Thanks to the technological breakthroughs in the capacity and safety of lithium cells in recent years, the technologies of plug-in hybrid electric vehicles and pure electric vehicles based on lithium cells have scored rapid development. In particular, the continuous driving mileage in pure electric mode of plug-in hybrid electric vehicles already can meet the demand of most consumers in daily driving. And the low-emission engines can generate power when cell power is insufficient and can supply additional power when driving at a high speed. This can ensure users to ride a relatively long mileage when ground recharge infrastructure is unsound.
There are three main factors impacting the development of electric vehicles: technical performance (safety and continuous driving mileage), economic efficiency (initial purchase cost and use cost), and convenience efficiency (whether recharging or cell changing can be conducted conveniently and rapidly). Currently, the plug-in hybrid electric vehicles have the best prospect for commercial application. Automakers such as Toyota, Nissan and Mitsubishi in Japan, GM in the United States and Renault in France have all intensified their technological research and product development for plug-in hybrid electric vehicles and pure electric vehicles, and have publicly announced that they would introduce commercial products in the next two years. The BYD in China became the first company in the world to formally introduce commercial plug-in hybrid electric vehicles (double-mode F3DM) at the end of 2008 and exhibited at the Detroit Auto Show in mid-January 2009 the pure electric vehicle E6 to be introduced in the market in 2009. Many automakers in Japan, the United States and Europe have also exhibited the prototypes of plug-in hybrid electric vehicles and pure electric vehicles to be introduced to the market.

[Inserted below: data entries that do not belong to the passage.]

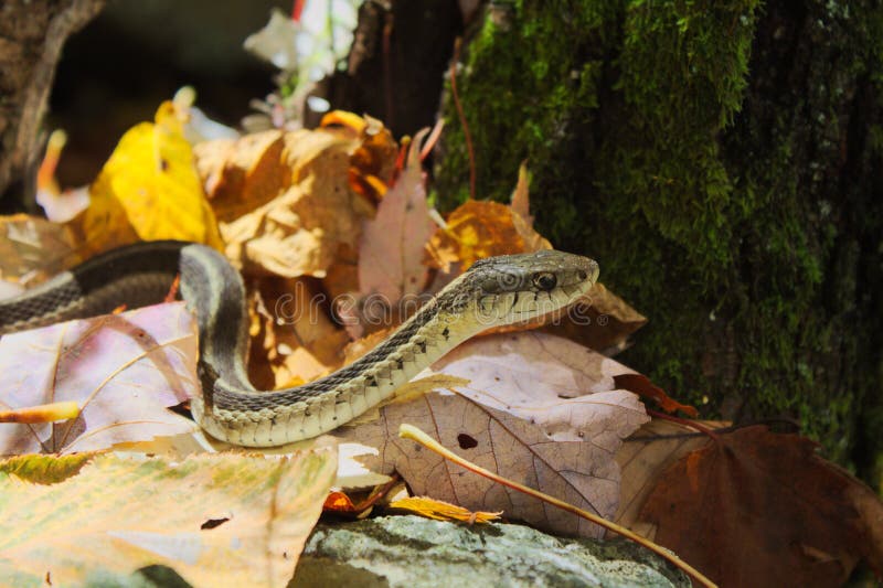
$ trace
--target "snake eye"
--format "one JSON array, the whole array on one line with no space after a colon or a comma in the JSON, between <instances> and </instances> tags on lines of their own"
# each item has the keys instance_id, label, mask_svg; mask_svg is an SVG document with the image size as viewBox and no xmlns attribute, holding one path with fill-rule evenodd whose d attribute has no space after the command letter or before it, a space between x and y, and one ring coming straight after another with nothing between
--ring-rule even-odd
<instances>
[{"instance_id":1,"label":"snake eye","mask_svg":"<svg viewBox=\"0 0 883 588\"><path fill-rule=\"evenodd\" d=\"M555 286L557 286L558 279L555 277L554 274L550 271L543 271L541 274L535 274L533 276L533 285L540 288L541 290L551 290Z\"/></svg>"}]
</instances>

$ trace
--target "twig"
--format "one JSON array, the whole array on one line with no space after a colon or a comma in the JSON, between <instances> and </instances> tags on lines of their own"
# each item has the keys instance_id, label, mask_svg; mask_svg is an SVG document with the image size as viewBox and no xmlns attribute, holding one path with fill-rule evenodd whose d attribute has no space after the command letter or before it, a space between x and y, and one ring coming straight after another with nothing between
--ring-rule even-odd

The initial purchase cost of plug-in hybrid electric vehicles is relatively high, but their use cost is low and the total lifecycle cost has been reduced below the level of fuel oil vehicles. After they reach the stage of mass production, their purchase cost will become far lower. Andy Grove, former Intel President, has repeatedly said since 2008 that it was high time for the United States to develop electric vehicles in a big way. In his 2008 campaign program, President Barack Obama explicitly said the United States should have one million plug-in electric vehicles by the year 2015. On October 3, 2008, U.S. Congress added to its economic stabilization act the detailed provisions that the Federal Government would provide classified and graded subsidies for plug-in electric vehicles. The direct support from the Federal Government would be as much as one billion dollars. Earlier, the U.S. Department of Energy had invested heavily in the lithium ion research and development. Other developed countries have also introduced a host of stimulus measures to encourage and expedite the advent of clean automobiles.
2009 is expected to be the take-off year for electric vehicles, during which various types of electric vehicles will gradually enter the market. However, it will take a long time for new-energy vehicles to comprehensively replace fuel oil vehicles. According to Andy Grove's calculation, it will take 10 years for electric vehicles to account for 5% of the 250 million vehicles in the United States even if ten automakers will sell them at the current annual sales turnover of Toyota Prius. But if oil prices continue to rise and if the government introduces even stricter requirements on environmental pollution, greenhouse gas emission and auto energy efficiency, the relative use cost of electric vehicles will be even lower and such vehicles can rapidly enter a virtuous cycle of “demand growth – production expansion – rapid cost decline and constant technological maturity and improvement – further sales growth”. In that case, electric vehicles will be popularized sooner.